Wednesday, December 24, 2014

CHINESE SENSE? Fear-Mongering ‘AIDS Demolition Team’ In China Bullied Residents Out Of Homes


AFP Photo / Hoang Dinh Nam

Authorities in a large Chinese city are investigating a work gang of a property development company, which bullied local residents into vacating their homes, threatening to infect them with AIDS unless they comply.

RT.com reports the case surfaces in the prefecture-level city of Nanyang in central Henan Province. The city government looked into reports of this ‘AIDS demolition team’ in social media and said such a gang indeed existed.

The reports distributed through Weibo microblogging service showed pictures of threatening red graffiti on a building wall saying “AIDS demolition team.”

The crew claimed to have AIDS patients in their ranks and threatened people living in areas slated for demolition and development with the disease to force them out.

Local residents said they had been harassed this way since early December, with some leaving out of fear, news agency Xinhua reported.

China Daily cites local residents as saying that the bullying tactic in other forms had been employed in the neighborhood since as early as 2012, with houses being illegally cut from utilities.

The ‘AIDS demolition team’ allegedly had six members, who had papers confirming their AIDS diagnosis. But authorities said they have not yet established whether the papers were fakes or the bullies were actually carrying the deadly HIV virus.
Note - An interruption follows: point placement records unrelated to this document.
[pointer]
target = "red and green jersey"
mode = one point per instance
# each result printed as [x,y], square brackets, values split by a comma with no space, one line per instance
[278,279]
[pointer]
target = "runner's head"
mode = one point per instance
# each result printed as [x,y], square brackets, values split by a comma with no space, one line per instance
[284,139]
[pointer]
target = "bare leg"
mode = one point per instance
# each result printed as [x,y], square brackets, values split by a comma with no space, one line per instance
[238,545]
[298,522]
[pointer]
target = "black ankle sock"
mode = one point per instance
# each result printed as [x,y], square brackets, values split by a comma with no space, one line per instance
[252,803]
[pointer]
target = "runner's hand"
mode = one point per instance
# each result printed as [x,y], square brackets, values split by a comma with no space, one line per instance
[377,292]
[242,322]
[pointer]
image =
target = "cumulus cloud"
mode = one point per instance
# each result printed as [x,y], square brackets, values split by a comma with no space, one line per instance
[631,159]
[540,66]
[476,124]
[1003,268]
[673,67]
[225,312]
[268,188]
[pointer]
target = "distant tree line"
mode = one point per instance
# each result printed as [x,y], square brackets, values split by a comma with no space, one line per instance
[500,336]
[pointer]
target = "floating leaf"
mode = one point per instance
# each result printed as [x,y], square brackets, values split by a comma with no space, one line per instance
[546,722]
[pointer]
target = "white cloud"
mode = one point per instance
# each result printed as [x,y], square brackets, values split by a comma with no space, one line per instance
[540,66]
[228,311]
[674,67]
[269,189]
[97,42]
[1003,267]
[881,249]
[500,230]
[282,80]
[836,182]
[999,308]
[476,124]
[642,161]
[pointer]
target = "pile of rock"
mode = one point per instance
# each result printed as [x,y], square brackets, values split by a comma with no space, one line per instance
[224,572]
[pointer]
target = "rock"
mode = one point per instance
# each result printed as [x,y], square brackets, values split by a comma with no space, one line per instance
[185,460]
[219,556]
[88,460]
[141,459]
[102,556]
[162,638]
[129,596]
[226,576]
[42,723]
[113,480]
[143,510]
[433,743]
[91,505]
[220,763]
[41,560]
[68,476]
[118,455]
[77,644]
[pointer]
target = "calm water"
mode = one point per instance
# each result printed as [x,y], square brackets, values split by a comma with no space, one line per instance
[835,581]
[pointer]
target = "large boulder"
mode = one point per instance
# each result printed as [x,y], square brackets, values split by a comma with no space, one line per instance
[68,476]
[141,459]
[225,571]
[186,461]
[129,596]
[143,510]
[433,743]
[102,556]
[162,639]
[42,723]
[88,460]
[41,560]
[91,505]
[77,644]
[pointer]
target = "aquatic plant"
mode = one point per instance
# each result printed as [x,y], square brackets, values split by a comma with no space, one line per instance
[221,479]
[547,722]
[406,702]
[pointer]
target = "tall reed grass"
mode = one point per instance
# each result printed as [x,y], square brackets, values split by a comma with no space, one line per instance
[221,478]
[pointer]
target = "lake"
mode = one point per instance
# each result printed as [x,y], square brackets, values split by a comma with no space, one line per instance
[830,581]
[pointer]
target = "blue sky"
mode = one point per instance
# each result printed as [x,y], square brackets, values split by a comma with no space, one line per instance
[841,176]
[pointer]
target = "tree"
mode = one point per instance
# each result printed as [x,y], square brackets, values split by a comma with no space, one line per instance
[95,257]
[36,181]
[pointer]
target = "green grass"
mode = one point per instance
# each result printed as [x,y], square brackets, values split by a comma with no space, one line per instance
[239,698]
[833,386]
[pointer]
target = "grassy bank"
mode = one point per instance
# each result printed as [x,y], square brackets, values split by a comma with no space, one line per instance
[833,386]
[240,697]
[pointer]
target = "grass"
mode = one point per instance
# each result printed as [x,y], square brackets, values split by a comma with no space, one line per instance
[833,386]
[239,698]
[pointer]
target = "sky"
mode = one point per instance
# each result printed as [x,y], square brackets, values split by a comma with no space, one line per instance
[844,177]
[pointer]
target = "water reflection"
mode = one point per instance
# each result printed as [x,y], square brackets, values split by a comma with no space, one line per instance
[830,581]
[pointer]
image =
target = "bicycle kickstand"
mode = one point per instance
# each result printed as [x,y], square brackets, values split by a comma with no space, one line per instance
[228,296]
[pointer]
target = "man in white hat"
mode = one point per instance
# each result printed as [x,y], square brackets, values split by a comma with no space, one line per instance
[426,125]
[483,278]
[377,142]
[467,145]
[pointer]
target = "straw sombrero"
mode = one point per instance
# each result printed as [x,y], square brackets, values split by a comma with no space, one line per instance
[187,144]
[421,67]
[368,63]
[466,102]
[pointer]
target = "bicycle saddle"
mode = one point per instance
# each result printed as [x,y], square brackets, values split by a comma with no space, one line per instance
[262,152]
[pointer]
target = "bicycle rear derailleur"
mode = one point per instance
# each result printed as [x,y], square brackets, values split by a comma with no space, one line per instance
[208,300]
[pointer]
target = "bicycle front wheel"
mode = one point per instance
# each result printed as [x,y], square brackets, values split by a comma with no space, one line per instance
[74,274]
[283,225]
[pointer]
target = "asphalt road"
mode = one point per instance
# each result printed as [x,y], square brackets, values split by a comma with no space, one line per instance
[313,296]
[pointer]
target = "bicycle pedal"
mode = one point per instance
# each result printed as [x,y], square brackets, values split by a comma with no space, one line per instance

The company that employed the demolition team has been shut down for the time of the investigation, a Nanyang government official said.

The Henan province was one of the first in China to face a serious AIDS epidemic in the 1990s. The disease spread among local villagers, who engaged in selling their blood for medical purposes. The blood was often collected by shady clinics in unsanitary conditions with unsterilized needles that served as vectors for spreading the disease. 
HIV/AIDS patients are often stigmatized in China, where a large degree of ignorance remains about the disease and the dangers carriers can pose to the public. Last week a Chinese village launched an education campaign after some 200 villagers signed a petition to expel an eight-year-old boy infected with the HIV. The boy’s grandfather was among the signatories.